See Enojado used by native speakers
Parrot's short-form videos feature native speakers using enojado in real situations. Context-based exposure beats flashcards, you hear Está muy enojada porque nadie le avisó del cambio de planes. while watching someone live the moment, connecting meaning, sound, and rhythm at once.
Save, review, repeat, stay consistent
Tap any word to save it. Parrot's spaced-repetition system surfaces it right before you'd forget, no manual flashcard creation. The watch, parrot back, save, review cycle turns recognition into fluency at 2.7x the speed of traditional study.
Common Questions About Angry in Spanish
- What is the difference between enojado and enfadado?
- They mean the same thing — angry. Enojado is standard in Latin America, enfadado in Spain. Both are universally understood. If speaking to a mixed audience, either works, but matching your audience's regional preference sounds more natural.
- How do I say 'I'm angry at you' in Spanish?

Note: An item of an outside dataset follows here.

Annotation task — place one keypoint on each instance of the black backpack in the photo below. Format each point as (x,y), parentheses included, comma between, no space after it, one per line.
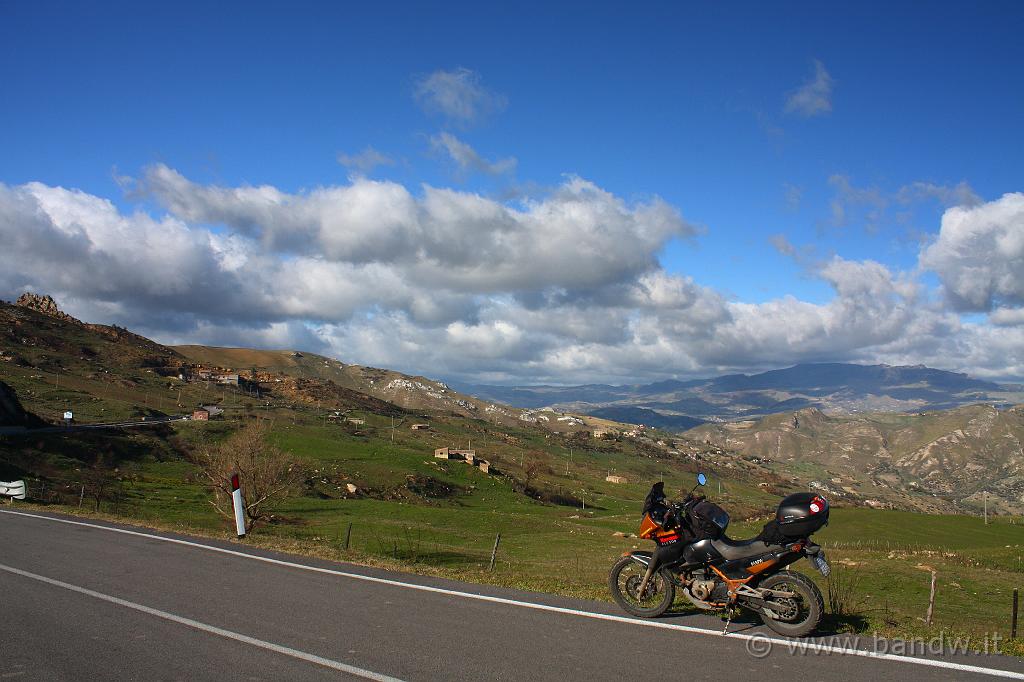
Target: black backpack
(708,520)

- Estoy enojado/enojada contigo. The preposition con (with) links the angry person to the target. In Spain: Estoy enfadado/enfadada contigo. Con is the key preposition — not a or en.
- How do I say 'to get angry' in Spanish?
- Use the reflexive verb enojarse (Latin America) or enfadarse (Spain). Me enojé means 'I got angry.' Ponerse furioso (to become furious) is another common option for stronger emotion.